Le 25 octobre, la BNB formulait des "attentes prudentielles" à l'adresse du secteur financier belge (banques et compagnies d'assurances), invité à se montrer plus prudent dans l'octroi des crédits hypothécaires. Ce tour de vis intervient alors que la BNB et le Comité européen du risque systémique (ESRB) ont constaté une augmentation ces derniers mois et années de la vulnérabilité du marché hypothécaire belge.

Les nouvelles mesures prudentielles de la BNB, qui seront d'application à partir du 1er janvier 2020, visent à la limiter la part des prêts hypothécaires dont le montant emprunté est trop élevé par rapport à la valeur du bien acquis (on parle, dans le jargon, de "loan-to-value" ou LTV, soit le rapport entre le montant du prêt et la valeur du bien, hors frais).

"Ces mesures contribueront au ralentissement actuel de la croissance des emprunts moyens"

Depuis 2009, la part des prêts avec une LTV inférieure à 80% (où l'acheteur/investisseur amène donc lui-même 20% de la valeur du bien en plus des frais d'acquisition) s'est maintenue au-dessus de la barre des 50%, avant de tomber en dessous pour les prêts accordés en 2017 et 2018, constate ING. La catégorie qui a le plus augmenté pendant cette période est celle des prêts avec des LTV comprises entre 90% et 100%: leur part est passée de 20,1% du total en 2009 à 30,8% en 2018.

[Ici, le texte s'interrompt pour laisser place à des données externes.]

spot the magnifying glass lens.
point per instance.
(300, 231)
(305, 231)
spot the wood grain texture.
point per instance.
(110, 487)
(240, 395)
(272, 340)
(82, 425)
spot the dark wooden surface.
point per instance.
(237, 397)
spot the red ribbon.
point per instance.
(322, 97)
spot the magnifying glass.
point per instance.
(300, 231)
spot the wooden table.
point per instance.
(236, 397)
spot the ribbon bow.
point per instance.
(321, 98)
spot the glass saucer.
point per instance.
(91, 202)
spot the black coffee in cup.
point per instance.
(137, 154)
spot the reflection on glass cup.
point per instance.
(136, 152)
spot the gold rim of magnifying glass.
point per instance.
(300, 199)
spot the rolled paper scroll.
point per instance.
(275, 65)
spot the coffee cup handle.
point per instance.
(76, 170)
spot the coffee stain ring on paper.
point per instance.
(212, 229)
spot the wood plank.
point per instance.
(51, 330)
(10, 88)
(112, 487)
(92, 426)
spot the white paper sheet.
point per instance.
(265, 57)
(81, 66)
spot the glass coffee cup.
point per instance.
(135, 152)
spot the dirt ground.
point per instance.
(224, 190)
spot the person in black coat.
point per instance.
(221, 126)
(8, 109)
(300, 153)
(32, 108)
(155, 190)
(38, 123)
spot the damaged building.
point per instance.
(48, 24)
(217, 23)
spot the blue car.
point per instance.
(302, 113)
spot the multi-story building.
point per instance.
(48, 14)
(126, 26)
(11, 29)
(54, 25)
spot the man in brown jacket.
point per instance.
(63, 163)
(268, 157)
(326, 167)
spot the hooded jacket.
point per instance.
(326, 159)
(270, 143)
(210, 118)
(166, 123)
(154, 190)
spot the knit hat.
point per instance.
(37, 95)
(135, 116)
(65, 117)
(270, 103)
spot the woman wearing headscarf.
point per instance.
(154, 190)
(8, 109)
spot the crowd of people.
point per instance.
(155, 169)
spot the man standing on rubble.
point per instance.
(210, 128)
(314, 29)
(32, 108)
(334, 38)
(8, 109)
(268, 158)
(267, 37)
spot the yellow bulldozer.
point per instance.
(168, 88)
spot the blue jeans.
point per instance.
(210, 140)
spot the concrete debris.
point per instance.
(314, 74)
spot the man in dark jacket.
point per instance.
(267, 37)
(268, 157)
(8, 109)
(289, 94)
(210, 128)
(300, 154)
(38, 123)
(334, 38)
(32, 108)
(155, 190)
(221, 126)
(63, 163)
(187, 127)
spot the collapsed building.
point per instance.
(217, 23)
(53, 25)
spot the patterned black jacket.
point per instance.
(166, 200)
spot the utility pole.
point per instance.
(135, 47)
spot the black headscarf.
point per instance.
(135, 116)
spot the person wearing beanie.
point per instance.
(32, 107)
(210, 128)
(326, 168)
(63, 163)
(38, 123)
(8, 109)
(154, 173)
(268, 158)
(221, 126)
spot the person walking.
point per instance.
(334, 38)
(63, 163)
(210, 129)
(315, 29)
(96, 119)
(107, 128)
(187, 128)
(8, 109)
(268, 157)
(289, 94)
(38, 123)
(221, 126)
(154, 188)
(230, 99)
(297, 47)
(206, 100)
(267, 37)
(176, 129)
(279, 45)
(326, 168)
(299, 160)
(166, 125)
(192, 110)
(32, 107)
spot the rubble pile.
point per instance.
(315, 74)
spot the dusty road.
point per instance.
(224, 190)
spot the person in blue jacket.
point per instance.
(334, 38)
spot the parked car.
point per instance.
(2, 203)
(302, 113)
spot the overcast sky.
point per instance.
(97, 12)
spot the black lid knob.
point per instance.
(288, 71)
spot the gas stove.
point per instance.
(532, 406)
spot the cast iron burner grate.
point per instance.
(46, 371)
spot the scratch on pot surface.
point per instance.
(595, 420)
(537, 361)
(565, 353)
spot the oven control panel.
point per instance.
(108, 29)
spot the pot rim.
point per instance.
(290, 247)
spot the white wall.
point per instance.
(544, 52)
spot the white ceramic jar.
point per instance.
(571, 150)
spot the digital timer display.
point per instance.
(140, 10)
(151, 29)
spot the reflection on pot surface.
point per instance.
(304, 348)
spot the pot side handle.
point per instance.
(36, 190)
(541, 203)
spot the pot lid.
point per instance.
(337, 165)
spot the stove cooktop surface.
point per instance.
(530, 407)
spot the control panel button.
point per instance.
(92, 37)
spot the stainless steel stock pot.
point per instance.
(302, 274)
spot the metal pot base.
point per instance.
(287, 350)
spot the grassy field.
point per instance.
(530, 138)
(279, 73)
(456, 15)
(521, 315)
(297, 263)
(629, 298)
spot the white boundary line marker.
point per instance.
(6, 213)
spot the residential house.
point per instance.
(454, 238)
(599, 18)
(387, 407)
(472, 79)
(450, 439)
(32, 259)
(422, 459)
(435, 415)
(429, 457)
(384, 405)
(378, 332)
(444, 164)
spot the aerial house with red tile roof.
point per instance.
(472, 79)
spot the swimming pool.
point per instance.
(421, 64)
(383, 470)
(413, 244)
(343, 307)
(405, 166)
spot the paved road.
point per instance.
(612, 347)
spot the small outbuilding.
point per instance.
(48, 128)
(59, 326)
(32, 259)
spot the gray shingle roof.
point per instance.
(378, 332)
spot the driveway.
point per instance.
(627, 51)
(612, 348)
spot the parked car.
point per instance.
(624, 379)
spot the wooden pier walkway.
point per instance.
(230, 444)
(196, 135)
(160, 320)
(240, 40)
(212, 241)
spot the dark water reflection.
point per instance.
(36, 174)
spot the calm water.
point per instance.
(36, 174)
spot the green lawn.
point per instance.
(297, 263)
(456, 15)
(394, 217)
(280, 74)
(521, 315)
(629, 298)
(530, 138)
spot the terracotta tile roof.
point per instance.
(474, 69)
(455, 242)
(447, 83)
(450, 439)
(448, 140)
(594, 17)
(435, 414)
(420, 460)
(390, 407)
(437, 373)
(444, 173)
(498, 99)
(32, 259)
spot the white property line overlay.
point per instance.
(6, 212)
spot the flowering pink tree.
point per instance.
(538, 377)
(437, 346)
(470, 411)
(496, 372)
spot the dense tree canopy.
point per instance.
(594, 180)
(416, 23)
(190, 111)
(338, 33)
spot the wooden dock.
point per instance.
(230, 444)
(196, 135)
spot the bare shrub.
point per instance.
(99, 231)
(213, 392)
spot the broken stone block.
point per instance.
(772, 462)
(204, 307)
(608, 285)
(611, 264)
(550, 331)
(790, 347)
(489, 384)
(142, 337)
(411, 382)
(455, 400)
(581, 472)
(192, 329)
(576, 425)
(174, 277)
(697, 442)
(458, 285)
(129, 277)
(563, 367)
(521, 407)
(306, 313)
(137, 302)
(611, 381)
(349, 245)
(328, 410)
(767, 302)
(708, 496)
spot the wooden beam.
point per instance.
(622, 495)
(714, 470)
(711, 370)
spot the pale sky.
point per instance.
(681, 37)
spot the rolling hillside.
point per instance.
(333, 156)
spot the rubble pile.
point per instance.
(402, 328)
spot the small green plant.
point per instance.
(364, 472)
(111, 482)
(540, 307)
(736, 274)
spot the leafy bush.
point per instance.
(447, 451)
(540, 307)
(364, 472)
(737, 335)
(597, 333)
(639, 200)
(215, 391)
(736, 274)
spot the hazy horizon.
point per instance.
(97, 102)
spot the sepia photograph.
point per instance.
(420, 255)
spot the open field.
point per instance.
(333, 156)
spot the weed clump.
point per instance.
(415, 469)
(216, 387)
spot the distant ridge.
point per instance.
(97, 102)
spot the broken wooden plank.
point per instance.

La banque au lion constate que les mesures prises par la BNB dès 2013 (renforcées en 2016 et reconduites depuis) avaient déjà fait baisser la part des prêts avec des LTV supérieures à 100% de 8% du total des prêts réalisés en 2013 à 5,6% en 2016 (contre encore 15% en 2009). Cependant, on a assisté depuis à une légère remontée, à 6,7% en 2017 et 2018.

Pour les investisseurs, c'est-à-dire ceux qui achètent un bien non pour y vivre mais pour le louer, ING ne pense pas que les nouvelles mesures de la BNB bouleversont les choses.

Pour les acquéreurs, les efforts à faire seront moindres pour les primo-acquéreurs que pour les autres acquéreurs (hors "buy-to-let").

"Quoi qu'il en soit, ces mesures contribueront au ralentissement actuel de la croissance des emprunts moyens (qui ont augmenté en ligne avec la baisse des taux, soit environ 19% de hausse depuis 2014) et donc à limiter le potentiel de hausse des prix à partir de 2020", conclut ING dans son analyse.